Health
Study highlights need for broader definition of sexual assault in medical setting
Researchers in Ontario say sexual assault needs to be more broadly defined in medical settings to accurately capture the scope of the problem.
A study published Thursday in the American Journal of Public Health examined sexual assaults documented in Ontario hospitals and doctors’ offices between 2002 and 2016.
Researchers with ICES — formerly known as the Institute for Clinical Evaluative Sciences — examined five databases of provincial medical information and looked at a wide variety of diagnostic and billing codes.
They found there were 52,780 cases of sexual assault requiring medical treatment during that time, an average of roughly 3,500 each year.
Study lead author Katherine Muldoon says that figure would have been much lower if her team had not expanded the criteria used to define sexual assault in a medical setting.
She also says the number of sexual assaults requiring a hospital or doctor visit still represent only a small fraction of the total number committed every year, noting most victims do not seek treatment.
“We have to … think more broadly about how we define sexual assault,” Muldoon, a senior research associate at the Ottawa Hospital Research Institute, said in a telephone interview.
“There’s all these ways that sexual assault cases can get missed, and that’s why keeping a broader perspective and thinking about this issue more broadly is critical.”
Muldoon said the bulk of sexual assault data to date has been analyzed through the lens of crime, citing police reports as well as global and national statistical surveys.

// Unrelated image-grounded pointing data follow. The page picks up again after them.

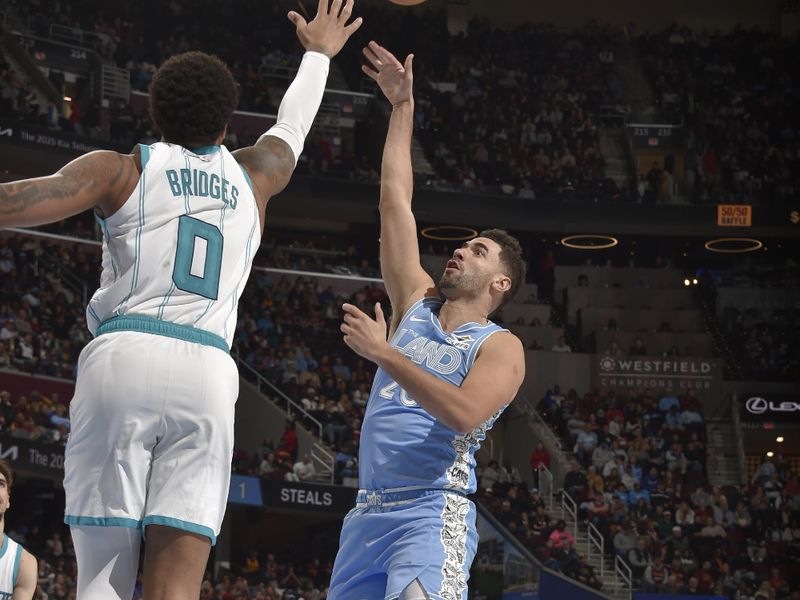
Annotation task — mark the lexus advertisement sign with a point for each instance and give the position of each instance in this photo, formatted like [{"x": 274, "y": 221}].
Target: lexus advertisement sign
[{"x": 770, "y": 407}]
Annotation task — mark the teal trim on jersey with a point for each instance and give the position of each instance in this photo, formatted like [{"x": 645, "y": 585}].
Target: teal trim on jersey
[
  {"x": 182, "y": 525},
  {"x": 202, "y": 150},
  {"x": 102, "y": 522},
  {"x": 207, "y": 286},
  {"x": 144, "y": 324},
  {"x": 247, "y": 177},
  {"x": 145, "y": 156},
  {"x": 94, "y": 314},
  {"x": 16, "y": 566}
]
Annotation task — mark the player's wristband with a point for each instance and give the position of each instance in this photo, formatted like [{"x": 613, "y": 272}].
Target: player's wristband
[{"x": 301, "y": 102}]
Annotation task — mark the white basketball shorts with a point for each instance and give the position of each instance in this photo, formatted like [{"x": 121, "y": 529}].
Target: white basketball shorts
[{"x": 152, "y": 434}]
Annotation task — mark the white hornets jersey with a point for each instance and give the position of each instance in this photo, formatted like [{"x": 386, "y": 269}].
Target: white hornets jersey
[
  {"x": 10, "y": 555},
  {"x": 179, "y": 250}
]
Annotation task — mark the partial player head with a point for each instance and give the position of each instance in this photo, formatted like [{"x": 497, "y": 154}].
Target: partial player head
[
  {"x": 490, "y": 264},
  {"x": 6, "y": 481},
  {"x": 192, "y": 98}
]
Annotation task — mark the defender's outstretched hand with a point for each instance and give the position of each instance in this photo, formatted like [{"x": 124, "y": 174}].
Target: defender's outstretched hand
[
  {"x": 329, "y": 31},
  {"x": 366, "y": 336},
  {"x": 395, "y": 80}
]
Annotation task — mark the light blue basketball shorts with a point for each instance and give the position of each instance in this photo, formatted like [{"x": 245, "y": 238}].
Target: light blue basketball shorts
[{"x": 393, "y": 537}]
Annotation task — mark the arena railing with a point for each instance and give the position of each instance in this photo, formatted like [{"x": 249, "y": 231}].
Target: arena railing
[
  {"x": 623, "y": 574},
  {"x": 546, "y": 486},
  {"x": 738, "y": 438},
  {"x": 595, "y": 542},
  {"x": 570, "y": 507}
]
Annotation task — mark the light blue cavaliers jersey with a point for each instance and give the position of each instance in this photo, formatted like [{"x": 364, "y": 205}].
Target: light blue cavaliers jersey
[
  {"x": 181, "y": 247},
  {"x": 401, "y": 444}
]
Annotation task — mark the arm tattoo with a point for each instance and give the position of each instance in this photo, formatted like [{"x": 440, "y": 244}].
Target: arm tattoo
[
  {"x": 273, "y": 158},
  {"x": 79, "y": 185},
  {"x": 20, "y": 195}
]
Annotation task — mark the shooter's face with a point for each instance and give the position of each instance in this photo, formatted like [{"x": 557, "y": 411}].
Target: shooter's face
[{"x": 472, "y": 267}]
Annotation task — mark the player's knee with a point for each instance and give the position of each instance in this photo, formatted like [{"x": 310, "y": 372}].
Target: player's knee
[{"x": 414, "y": 591}]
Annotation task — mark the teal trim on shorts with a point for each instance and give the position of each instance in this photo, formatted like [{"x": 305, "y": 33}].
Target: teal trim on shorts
[
  {"x": 102, "y": 522},
  {"x": 182, "y": 525},
  {"x": 150, "y": 325},
  {"x": 205, "y": 150},
  {"x": 16, "y": 566},
  {"x": 145, "y": 154}
]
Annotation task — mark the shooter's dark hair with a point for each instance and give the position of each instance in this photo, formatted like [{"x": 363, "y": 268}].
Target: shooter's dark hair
[{"x": 510, "y": 258}]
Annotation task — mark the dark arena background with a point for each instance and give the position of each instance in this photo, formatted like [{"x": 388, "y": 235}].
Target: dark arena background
[{"x": 647, "y": 155}]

She said the medical data in her study suggests the average amounts to 27 out of 100,000, but she said that would have been much lower if the research team had stuck to the typically used criteria employed to define sexual assault in a medical setting.
Muldoon said medical practitioners around the world often rely on the same diagnostic code, categorized as “sexual assault by bodily force,” to indicate an assault took place. But she said the latest research illustrated the shortcomings of that approach.
“When I used that code, I only found around 25 per cent of all the cases,” she said. “Just using that single code was missing about 40,000 cases.”
Muldoon said she and her fellow researchers broadened their criteria by including other codes that reflected examinations following alleged assaults, as well as genital injuries or rates of sexually transmitted infection in children.
Including those other categories, she contended, provided a much more comprehensive picture of sexual assault rates in the province.
Many of their findings replicated patterns uncovered in other studies — that sexual assault occurs at all ages and disproportionately affects women and girls.
The researchers found that roughly 85 per cent of assaults they uncovered in the data involved female patients, with women and girls being at greatest risk between the ages of 15 and 24.
Among men and boys, the study found children under the age of four were most vulnerable, followed by those younger than 10.
Muldoon said those findings, along with instances of sexual assault against seniors, signal the need for more resources and research to help those who fall within those demographics.
She said she hopes to expand the research in the coming years to see if a spike in reported sexual assaults documented in the months after the #metoo movement took hold was reflected in medical settings.
“There’s been other research published so far that’s looked at the number of internet searches or changes in workplace regulation or police reporting that have seen that bump,” she said. “This is an important pattern to investigate.”